Skopje has known many molesters. It has been traversed by every
major army in European history and then by some. Occupying a vital
crossroad, it is a layer cake of cultures and ethnicities. To the
Macedonians, the future is always portentous, ringing with the
ominousness of the past. The tension is great and palpable, a
pressure cooker close to bursting. The river Vardar divides
increasingly Albanian neighbourhoods (Butel, Cair, Shuto Orizari)
from Macedonian (non-Muslim) ones. Albanians have also moved from
the villages in the periphery encircling Skopje into
hitherto "Macedonian" neighbourhoods (like Karpos and the Centre).
The Romas have their own ghetto called "Shutka" (in Shuto Orizari),
rumoured to be the biggest such community in Europe. The city has
been also "invaded" (as its Macedonian citizens experience it) by
Bosnian Muslims. Gradually, as friction mounts, segregation
increases. Macedonians move out of apartment blocks and
neighbourhoods populated by Albanians. This inner migration bodes
ill for future integration. There is no inter-marriage to speak of,
educational facilities are ethnically-pure and the conflict in
Kosovo with its attendant "Great Albania" rumblings has only
exacerbated a stressed and anxious history.

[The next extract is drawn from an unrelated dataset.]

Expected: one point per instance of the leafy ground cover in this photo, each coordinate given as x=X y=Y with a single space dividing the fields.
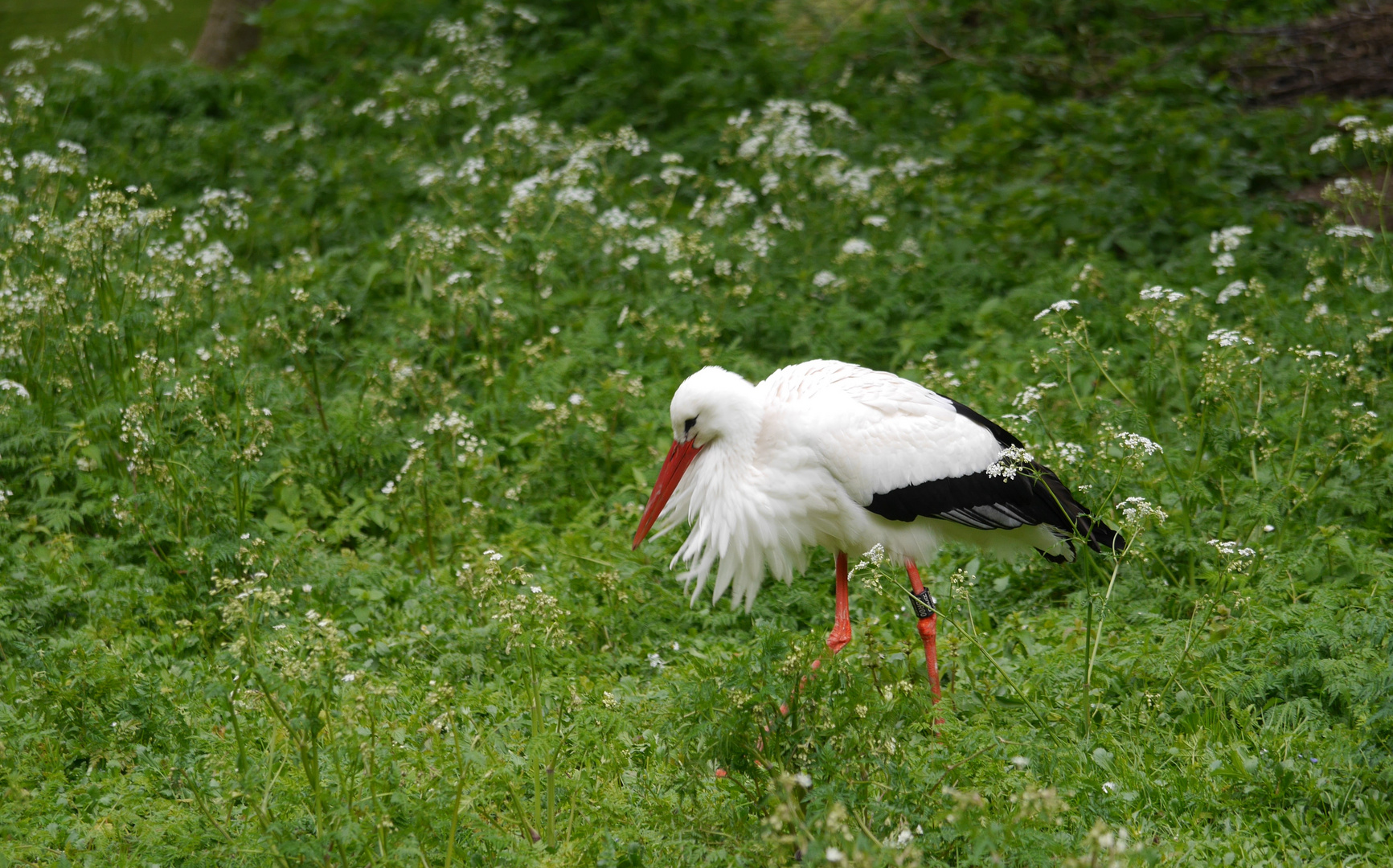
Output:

It is here, above ground, that the next earthquake awaits, along the
inter-ethnic fault lines. Strained to the point of snapping by a
KFOR-induced culture shock, by the vituperative animosity between
the coalition and opposition parties, by European-record
unemployment and poverty (Albania is the poorest, by official
measures) - the scene is set for an eruption. Peaceful by long and
harsh conditioning, the Macedonians withdraw and nurture a siege
mentality. The city is boisterous, its natives felicitously
facetious, its commerce flourishing. It is transmogrified by Greek
and Bulgarian investors into a Balkan business hub. But under this
shimmering facade, a great furnace of resentment and frustration
spews out the venom of intolerance. One impolitic move, one unkind
remark, one wrong motion - and it will boil over to the detriment of
one and all.

Dame Rebecca West was here, in Skopje (Skoplje, as she spells it)
about 60 years ago. She wrote:

"This (Macedonian) woman (in the Orthodox church) had suffered more
than most other human beings, she and her forebears. A competent
observer of this countryside has said that every single person born
in it before the Great War (and quite a number who were born after
it) has faced the prospect of violent death at least once in his or
her life. She had been born during the calamitous end of Turkish
maladministration, with its cycles of insurrection and massacre and
its social chaos. If her own village had not been murdered, she had,
certainly, heard of many that had and had never had any guarantee
that hers would not some day share the same fate... and there was
always extreme poverty. She had had far less of anything, of
personal possessions, of security, of care in childbirth than any
Western woman can imagine. But she had two possessions that any
Western woman might envy. She had strength, the terrible stony
strength of Macedonia; she was begotten and born of stocks who could
mock all bullets save those which went through the heart, who could
outlive the winters when they were driven into the mountains, who
could survive malaria and plague, who could reach old age on a diet
of bread and paprika. And cupped in her destitution as in the hollow
of a boulder there are the last drops of the Byzantine tradition."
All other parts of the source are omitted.